Elon Owns Twitter and Speech

Free Speech: After months of wrangling and litigation, Tesla billionaire Elon Musk late yesterday closed his $44 billion purchase of Twitter and immediately fired four top executives who were hustled out of the building. The world’s richest man, who describes himself as a “free speech absolutist,” says he will make Twitter a wide open unmoderated platform for all kinds of speech and debate, regardless of the content, and will even reverse the ban placed on former President Donald Trump.

  Twitter employs 7,500 people but has struggled in recent years to grow the business.
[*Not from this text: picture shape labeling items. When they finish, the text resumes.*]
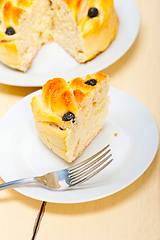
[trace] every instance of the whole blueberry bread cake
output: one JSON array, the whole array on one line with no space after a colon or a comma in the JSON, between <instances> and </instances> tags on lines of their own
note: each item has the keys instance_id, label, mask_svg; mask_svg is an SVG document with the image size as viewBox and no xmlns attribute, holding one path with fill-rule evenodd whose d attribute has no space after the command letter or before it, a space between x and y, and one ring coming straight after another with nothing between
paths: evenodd
<instances>
[{"instance_id":1,"label":"whole blueberry bread cake","mask_svg":"<svg viewBox=\"0 0 160 240\"><path fill-rule=\"evenodd\" d=\"M54 40L83 63L109 46L117 28L113 0L0 0L0 61L25 72Z\"/></svg>"},{"instance_id":2,"label":"whole blueberry bread cake","mask_svg":"<svg viewBox=\"0 0 160 240\"><path fill-rule=\"evenodd\" d=\"M79 157L103 127L108 114L108 76L103 73L49 80L31 101L44 144L67 162Z\"/></svg>"}]
</instances>

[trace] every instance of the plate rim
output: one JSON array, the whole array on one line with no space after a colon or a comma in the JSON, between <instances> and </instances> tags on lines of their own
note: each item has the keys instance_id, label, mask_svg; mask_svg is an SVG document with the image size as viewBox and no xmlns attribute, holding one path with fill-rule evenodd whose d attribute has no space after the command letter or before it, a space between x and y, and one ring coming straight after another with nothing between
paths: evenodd
<instances>
[{"instance_id":1,"label":"plate rim","mask_svg":"<svg viewBox=\"0 0 160 240\"><path fill-rule=\"evenodd\" d=\"M116 1L119 1L119 0L116 0ZM137 20L137 23L138 23L138 24L136 25L136 31L135 31L135 33L134 33L134 37L133 37L132 40L129 41L128 44L123 48L123 51L121 51L120 53L118 53L118 55L117 55L116 57L114 57L114 59L112 59L111 61L109 61L109 64L103 63L102 65L100 65L99 67L97 67L97 68L96 68L96 72L102 71L103 69L105 69L105 68L111 66L113 63L117 62L117 61L130 49L130 47L133 45L133 43L134 43L134 41L136 40L136 37L137 37L137 35L138 35L139 28L140 28L140 15L139 15L139 11L138 11L138 8L137 8L137 5L136 5L135 1L134 1L134 0L120 0L120 1L129 2L129 4L132 4L132 6L134 6L134 9L135 9L135 11L136 11L136 16L135 16L135 17L136 17L136 20ZM115 5L116 5L116 2L115 2ZM115 7L116 7L116 6L115 6ZM119 24L120 24L120 23L119 23ZM113 42L116 43L116 39L115 39ZM97 56L97 58L93 59L93 61L96 60L96 59L98 59L98 57L101 56L102 54L106 54L106 53L107 53L107 50L108 50L108 48L107 48L104 52L100 53L100 54ZM98 61L98 60L96 60L96 61ZM89 63L92 64L92 60L89 61ZM2 63L2 66L3 66L3 65L4 65L4 64ZM4 67L6 68L6 71L7 71L8 67L6 67L5 65L4 65ZM10 68L9 68L9 69L10 69ZM13 72L13 74L14 74L14 72L17 72L16 70L13 70L13 69L10 69L10 70ZM93 73L95 73L95 69L92 67L92 70L89 70L88 74L93 74ZM23 77L23 79L24 79L26 75L25 75L25 73L22 73L22 74L24 74L24 77ZM66 74L67 74L67 73L66 73ZM86 71L85 71L85 74L86 74ZM83 74L83 75L85 75L85 74ZM27 77L27 79L31 78L32 76L34 76L34 73L29 74L28 77ZM54 72L53 72L53 77L57 77L57 76L54 76ZM80 76L80 77L83 77L83 76ZM8 78L9 78L9 77L8 77ZM15 78L16 78L16 75L15 75ZM34 80L35 80L35 79L34 79ZM18 87L18 86L19 86L19 87L42 87L43 84L44 84L48 79L45 79L45 77L44 77L43 83L42 83L42 81L36 82L36 81L34 81L34 80L33 80L33 82L29 82L29 83L26 83L26 81L25 81L25 82L20 82L20 80L18 80L18 82L12 82L12 81L6 80L6 79L4 79L3 77L0 76L0 83L1 83L1 84L6 84L6 85L10 85L10 86L17 86L17 87Z\"/></svg>"}]
</instances>

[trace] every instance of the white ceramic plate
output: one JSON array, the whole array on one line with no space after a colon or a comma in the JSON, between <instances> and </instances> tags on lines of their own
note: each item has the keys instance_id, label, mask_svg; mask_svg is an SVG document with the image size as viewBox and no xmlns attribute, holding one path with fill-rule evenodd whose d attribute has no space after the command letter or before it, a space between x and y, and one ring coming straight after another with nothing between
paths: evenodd
<instances>
[{"instance_id":1,"label":"white ceramic plate","mask_svg":"<svg viewBox=\"0 0 160 240\"><path fill-rule=\"evenodd\" d=\"M139 30L140 18L133 0L115 0L119 28L109 48L86 64L78 63L57 43L42 46L27 73L12 70L0 63L0 83L14 86L42 86L48 79L95 73L110 66L122 57L133 44Z\"/></svg>"},{"instance_id":2,"label":"white ceramic plate","mask_svg":"<svg viewBox=\"0 0 160 240\"><path fill-rule=\"evenodd\" d=\"M14 105L0 121L0 176L4 181L41 175L69 166L39 139L30 101L40 90ZM111 104L104 128L76 163L108 143L114 161L77 189L50 191L26 185L16 191L38 200L56 203L87 202L109 196L127 187L149 167L157 152L159 134L150 111L131 95L110 89ZM117 133L117 136L114 134Z\"/></svg>"}]
</instances>

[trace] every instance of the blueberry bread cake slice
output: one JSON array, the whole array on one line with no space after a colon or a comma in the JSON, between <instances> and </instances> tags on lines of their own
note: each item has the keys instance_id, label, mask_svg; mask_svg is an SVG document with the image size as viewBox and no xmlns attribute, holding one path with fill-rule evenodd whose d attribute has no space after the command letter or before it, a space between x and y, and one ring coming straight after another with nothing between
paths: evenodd
<instances>
[{"instance_id":1,"label":"blueberry bread cake slice","mask_svg":"<svg viewBox=\"0 0 160 240\"><path fill-rule=\"evenodd\" d=\"M0 0L0 61L25 72L54 40L83 63L103 52L117 29L113 0Z\"/></svg>"},{"instance_id":2,"label":"blueberry bread cake slice","mask_svg":"<svg viewBox=\"0 0 160 240\"><path fill-rule=\"evenodd\" d=\"M44 144L67 162L79 157L107 117L108 76L77 77L68 84L49 80L31 101L37 132Z\"/></svg>"}]
</instances>

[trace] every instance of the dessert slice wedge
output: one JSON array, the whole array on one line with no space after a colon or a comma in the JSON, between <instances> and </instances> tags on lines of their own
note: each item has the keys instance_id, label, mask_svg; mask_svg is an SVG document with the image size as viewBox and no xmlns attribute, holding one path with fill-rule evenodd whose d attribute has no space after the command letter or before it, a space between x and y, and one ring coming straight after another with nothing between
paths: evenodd
<instances>
[{"instance_id":1,"label":"dessert slice wedge","mask_svg":"<svg viewBox=\"0 0 160 240\"><path fill-rule=\"evenodd\" d=\"M43 143L71 163L103 127L108 114L108 75L96 73L67 83L49 80L31 101L37 132Z\"/></svg>"}]
</instances>

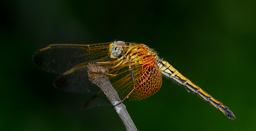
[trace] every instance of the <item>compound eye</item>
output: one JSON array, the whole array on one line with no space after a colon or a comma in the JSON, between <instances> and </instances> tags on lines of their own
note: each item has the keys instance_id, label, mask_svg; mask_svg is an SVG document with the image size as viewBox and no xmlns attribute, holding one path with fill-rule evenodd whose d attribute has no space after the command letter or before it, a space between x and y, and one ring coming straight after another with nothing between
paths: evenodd
<instances>
[{"instance_id":1,"label":"compound eye","mask_svg":"<svg viewBox=\"0 0 256 131\"><path fill-rule=\"evenodd\" d=\"M117 57L121 53L121 50L124 45L125 45L124 42L122 41L116 41L114 43L111 48L111 52L113 56Z\"/></svg>"}]
</instances>

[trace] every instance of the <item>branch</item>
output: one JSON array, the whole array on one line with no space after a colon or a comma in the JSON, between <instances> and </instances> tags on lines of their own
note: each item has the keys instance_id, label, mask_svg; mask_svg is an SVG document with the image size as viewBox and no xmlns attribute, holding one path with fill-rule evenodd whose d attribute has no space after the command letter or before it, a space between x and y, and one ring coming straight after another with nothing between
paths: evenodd
<instances>
[{"instance_id":1,"label":"branch","mask_svg":"<svg viewBox=\"0 0 256 131\"><path fill-rule=\"evenodd\" d=\"M108 79L108 77L101 73L99 73L100 72L107 73L108 72L108 69L103 68L99 66L95 66L92 63L89 63L88 67L90 81L100 88L111 105L116 105L121 101L117 93L112 86ZM138 130L124 104L121 103L113 108L121 118L126 130Z\"/></svg>"}]
</instances>

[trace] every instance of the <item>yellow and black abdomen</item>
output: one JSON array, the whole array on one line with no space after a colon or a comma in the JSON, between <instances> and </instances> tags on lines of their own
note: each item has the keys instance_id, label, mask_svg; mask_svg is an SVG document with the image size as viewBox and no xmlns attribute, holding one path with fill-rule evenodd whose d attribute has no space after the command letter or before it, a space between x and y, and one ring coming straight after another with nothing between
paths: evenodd
<instances>
[{"instance_id":1,"label":"yellow and black abdomen","mask_svg":"<svg viewBox=\"0 0 256 131\"><path fill-rule=\"evenodd\" d=\"M229 118L232 120L236 118L233 113L229 109L228 107L214 99L212 96L184 76L168 62L157 60L156 62L160 72L164 75L184 86L188 90L196 94L227 115Z\"/></svg>"}]
</instances>

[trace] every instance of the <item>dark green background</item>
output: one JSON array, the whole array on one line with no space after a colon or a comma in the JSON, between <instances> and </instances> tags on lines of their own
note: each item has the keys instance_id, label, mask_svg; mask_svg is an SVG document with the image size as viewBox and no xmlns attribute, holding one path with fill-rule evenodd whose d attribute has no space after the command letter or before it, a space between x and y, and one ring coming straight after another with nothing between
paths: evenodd
<instances>
[{"instance_id":1,"label":"dark green background","mask_svg":"<svg viewBox=\"0 0 256 131\"><path fill-rule=\"evenodd\" d=\"M256 129L256 1L0 1L0 128L125 130L112 108L80 110L90 96L55 88L56 75L32 61L45 45L118 39L155 49L237 117L164 78L153 96L124 103L139 130Z\"/></svg>"}]
</instances>

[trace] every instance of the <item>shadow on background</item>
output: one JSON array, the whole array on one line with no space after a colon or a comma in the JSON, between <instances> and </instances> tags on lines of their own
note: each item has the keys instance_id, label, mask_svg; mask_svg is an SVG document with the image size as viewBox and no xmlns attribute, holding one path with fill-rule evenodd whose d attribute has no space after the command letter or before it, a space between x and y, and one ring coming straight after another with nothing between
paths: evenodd
<instances>
[{"instance_id":1,"label":"shadow on background","mask_svg":"<svg viewBox=\"0 0 256 131\"><path fill-rule=\"evenodd\" d=\"M55 89L57 75L32 60L46 45L118 39L154 49L237 117L164 78L155 94L124 103L139 130L256 129L255 1L84 1L0 2L0 128L125 130L109 106L80 110L91 96Z\"/></svg>"}]
</instances>

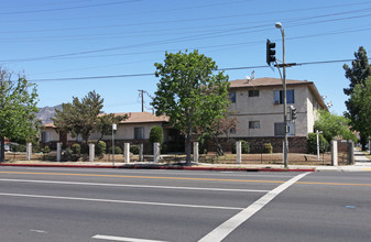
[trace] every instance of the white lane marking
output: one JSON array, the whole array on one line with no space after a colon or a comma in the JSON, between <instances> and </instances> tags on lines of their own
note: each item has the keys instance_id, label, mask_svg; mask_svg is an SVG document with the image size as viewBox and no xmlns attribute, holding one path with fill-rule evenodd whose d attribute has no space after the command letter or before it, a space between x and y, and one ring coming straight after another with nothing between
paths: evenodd
<instances>
[{"instance_id":1,"label":"white lane marking","mask_svg":"<svg viewBox=\"0 0 371 242\"><path fill-rule=\"evenodd\" d=\"M297 180L308 175L309 173L299 174L286 183L277 186L273 190L269 191L266 195L258 199L255 202L250 205L248 208L243 209L226 222L221 223L210 233L206 234L198 242L217 242L223 240L228 234L230 234L237 227L247 221L250 217L257 213L260 209L262 209L265 205L268 205L273 198L275 198L279 194L284 191L286 188L295 184Z\"/></svg>"},{"instance_id":2,"label":"white lane marking","mask_svg":"<svg viewBox=\"0 0 371 242\"><path fill-rule=\"evenodd\" d=\"M62 200L78 200L78 201L101 201L101 202L131 204L131 205L152 205L152 206L167 206L167 207L183 207L183 208L208 208L208 209L226 209L226 210L242 210L243 209L243 208L237 208L237 207L218 207L218 206L182 205L182 204L165 204L165 202L151 202L151 201L111 200L111 199L99 199L99 198L58 197L58 196L44 196L44 195L33 195L33 194L4 194L4 193L0 193L0 196L46 198L46 199L62 199Z\"/></svg>"},{"instance_id":3,"label":"white lane marking","mask_svg":"<svg viewBox=\"0 0 371 242\"><path fill-rule=\"evenodd\" d=\"M0 179L0 182L63 184L63 185L84 185L84 186L108 186L108 187L159 188L159 189L176 189L176 190L183 189L183 190L240 191L240 193L268 193L268 191L270 191L270 190L254 190L254 189L228 189L228 188L207 188L207 187L171 187L171 186L150 186L150 185L128 185L128 184L97 184L97 183L34 180L34 179Z\"/></svg>"},{"instance_id":4,"label":"white lane marking","mask_svg":"<svg viewBox=\"0 0 371 242\"><path fill-rule=\"evenodd\" d=\"M47 233L46 231L44 230L30 230L31 232L36 232L36 233Z\"/></svg>"},{"instance_id":5,"label":"white lane marking","mask_svg":"<svg viewBox=\"0 0 371 242\"><path fill-rule=\"evenodd\" d=\"M144 240L144 239L111 237L111 235L101 235L101 234L94 235L92 239L111 240L111 241L124 241L124 242L166 242L166 241L160 241L160 240Z\"/></svg>"}]
</instances>

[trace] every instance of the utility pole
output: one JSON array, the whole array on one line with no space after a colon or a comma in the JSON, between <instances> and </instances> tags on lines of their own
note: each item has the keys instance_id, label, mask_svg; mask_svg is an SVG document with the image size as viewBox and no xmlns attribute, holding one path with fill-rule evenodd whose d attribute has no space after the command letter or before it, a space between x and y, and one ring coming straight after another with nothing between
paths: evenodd
<instances>
[{"instance_id":1,"label":"utility pole","mask_svg":"<svg viewBox=\"0 0 371 242\"><path fill-rule=\"evenodd\" d=\"M275 23L275 28L280 29L282 34L282 52L283 52L283 77L282 77L282 85L283 85L283 123L284 123L284 141L283 141L283 165L287 168L287 151L288 151L288 125L287 125L287 98L286 98L286 62L285 62L285 31L282 28L280 22ZM279 67L277 67L279 68Z\"/></svg>"},{"instance_id":2,"label":"utility pole","mask_svg":"<svg viewBox=\"0 0 371 242\"><path fill-rule=\"evenodd\" d=\"M139 89L139 96L142 98L142 112L144 112L144 90Z\"/></svg>"}]
</instances>

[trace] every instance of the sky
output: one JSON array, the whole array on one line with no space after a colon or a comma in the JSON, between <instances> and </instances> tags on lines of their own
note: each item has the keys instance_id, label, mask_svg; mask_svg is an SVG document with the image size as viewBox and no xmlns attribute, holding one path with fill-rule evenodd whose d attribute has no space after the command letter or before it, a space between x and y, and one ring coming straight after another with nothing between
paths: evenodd
<instances>
[{"instance_id":1,"label":"sky","mask_svg":"<svg viewBox=\"0 0 371 242\"><path fill-rule=\"evenodd\" d=\"M0 0L0 67L37 85L39 107L72 102L95 90L105 112L145 111L165 52L198 50L230 80L280 78L265 63L266 38L287 79L313 81L331 112L342 114L349 86L343 64L370 53L371 1L364 0ZM326 64L317 62L340 61ZM312 63L312 64L308 64ZM238 68L244 67L244 68Z\"/></svg>"}]
</instances>

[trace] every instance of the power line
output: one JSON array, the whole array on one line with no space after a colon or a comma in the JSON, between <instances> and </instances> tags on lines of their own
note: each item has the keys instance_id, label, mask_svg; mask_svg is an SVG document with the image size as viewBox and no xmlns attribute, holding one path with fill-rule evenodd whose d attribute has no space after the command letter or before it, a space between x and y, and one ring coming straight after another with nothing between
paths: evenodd
<instances>
[{"instance_id":1,"label":"power line","mask_svg":"<svg viewBox=\"0 0 371 242\"><path fill-rule=\"evenodd\" d=\"M15 12L1 12L0 14L1 15L14 15L14 14L24 14L24 13L55 12L55 11L63 11L63 10L87 9L87 8L96 8L96 7L103 7L103 6L122 4L122 3L137 2L137 1L141 1L141 0L126 0L126 1L116 1L116 2L107 2L107 3L89 4L89 6L40 9L40 10L29 10L29 11L15 11Z\"/></svg>"},{"instance_id":2,"label":"power line","mask_svg":"<svg viewBox=\"0 0 371 242\"><path fill-rule=\"evenodd\" d=\"M371 58L369 58L369 59L371 59ZM295 66L319 65L319 64L330 64L330 63L347 63L347 62L352 62L352 61L353 59L331 59L331 61L306 62L306 63L295 63ZM258 68L268 68L268 66L262 65L262 66L227 67L227 68L218 68L215 72L258 69ZM154 76L154 73L122 74L122 75L90 76L90 77L66 77L66 78L39 79L39 80L31 80L31 81L39 82L39 81L59 81L59 80L111 79L111 78L128 78L128 77L144 77L144 76Z\"/></svg>"}]
</instances>

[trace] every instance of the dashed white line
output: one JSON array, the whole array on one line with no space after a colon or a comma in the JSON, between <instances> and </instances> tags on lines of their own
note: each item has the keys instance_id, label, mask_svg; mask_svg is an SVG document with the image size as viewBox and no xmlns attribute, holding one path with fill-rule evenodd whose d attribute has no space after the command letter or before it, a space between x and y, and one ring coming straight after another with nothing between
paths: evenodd
<instances>
[{"instance_id":1,"label":"dashed white line","mask_svg":"<svg viewBox=\"0 0 371 242\"><path fill-rule=\"evenodd\" d=\"M240 224L247 221L250 217L257 213L260 209L262 209L265 205L268 205L273 198L275 198L279 194L284 191L286 188L295 184L297 180L303 178L304 176L308 175L309 173L299 174L286 183L277 186L273 190L269 191L266 195L258 199L255 202L250 205L248 208L243 209L210 233L206 234L203 239L198 242L217 242L223 240L228 234L230 234L234 229L237 229Z\"/></svg>"},{"instance_id":2,"label":"dashed white line","mask_svg":"<svg viewBox=\"0 0 371 242\"><path fill-rule=\"evenodd\" d=\"M94 235L92 239L110 240L110 241L124 241L124 242L166 242L166 241L160 241L160 240L144 240L144 239L111 237L111 235L100 235L100 234Z\"/></svg>"},{"instance_id":3,"label":"dashed white line","mask_svg":"<svg viewBox=\"0 0 371 242\"><path fill-rule=\"evenodd\" d=\"M229 188L208 188L208 187L172 187L172 186L151 186L151 185L130 185L130 184L97 184L97 183L33 180L33 179L0 179L0 182L81 185L81 186L108 186L108 187L135 187L135 188L176 189L176 190L181 189L181 190L238 191L238 193L268 193L269 191L269 190L255 190L255 189L229 189Z\"/></svg>"},{"instance_id":4,"label":"dashed white line","mask_svg":"<svg viewBox=\"0 0 371 242\"><path fill-rule=\"evenodd\" d=\"M242 210L243 209L243 208L237 208L237 207L218 207L218 206L182 205L182 204L165 204L165 202L151 202L151 201L111 200L111 199L99 199L99 198L58 197L58 196L44 196L44 195L32 195L32 194L4 194L4 193L0 193L0 196L62 199L62 200L78 200L78 201L100 201L100 202L131 204L131 205L152 205L152 206L167 206L167 207L183 207L183 208L205 208L205 209L225 209L225 210Z\"/></svg>"}]
</instances>

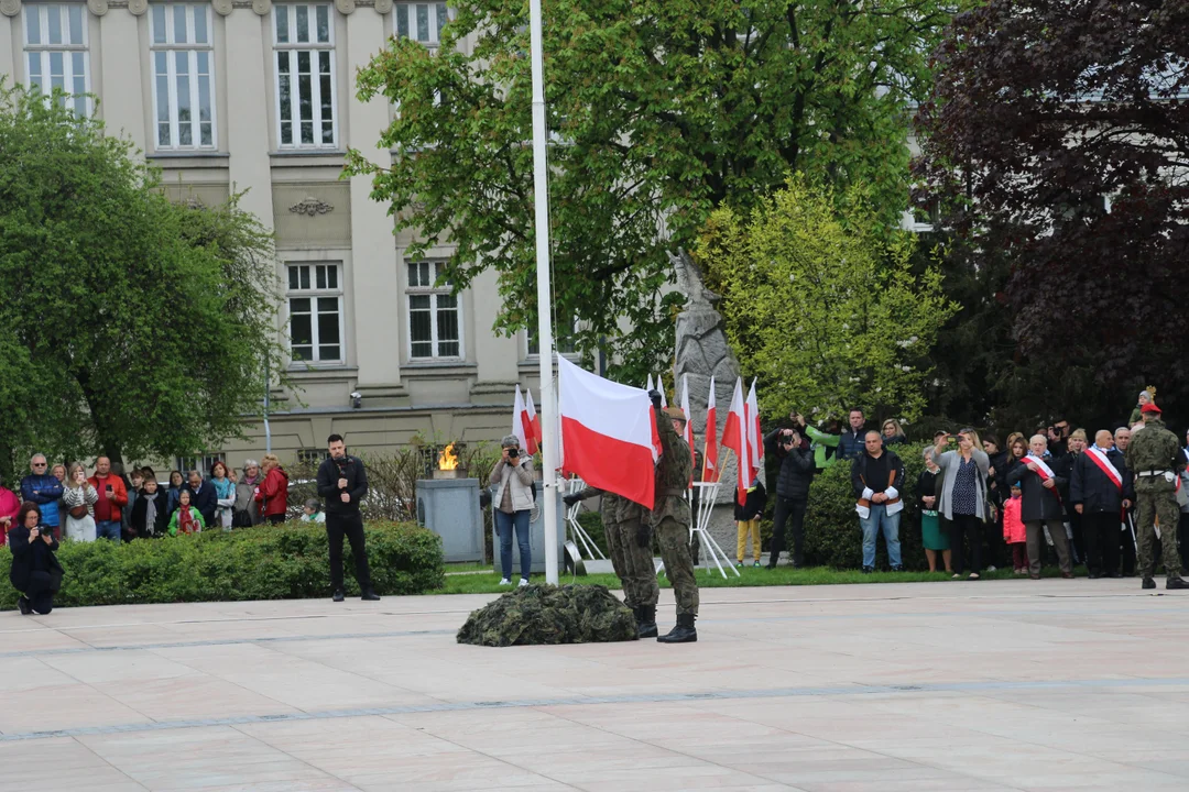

Musk made an offer to buy it, then tried to back out, and the Twitter board sued to force him to buy.

Econ 101: The US economy grew slowly in the third quarter of the year — not a lot, but it was growing, not shrinking.

  Gross domestic product grew 0.6 percent after declining in the first two quarters. That’s a 2.6 annual rate. But with household and retail spending declining and the housing market cooling, this doesn’t mean the economy is averting a recession. A lot of analysts still think recession is coming.

  Even so, the Dow Jones finished up.

  On the downside, rates on a 30-year home mortgages hit 7 percent, their highest since 2002.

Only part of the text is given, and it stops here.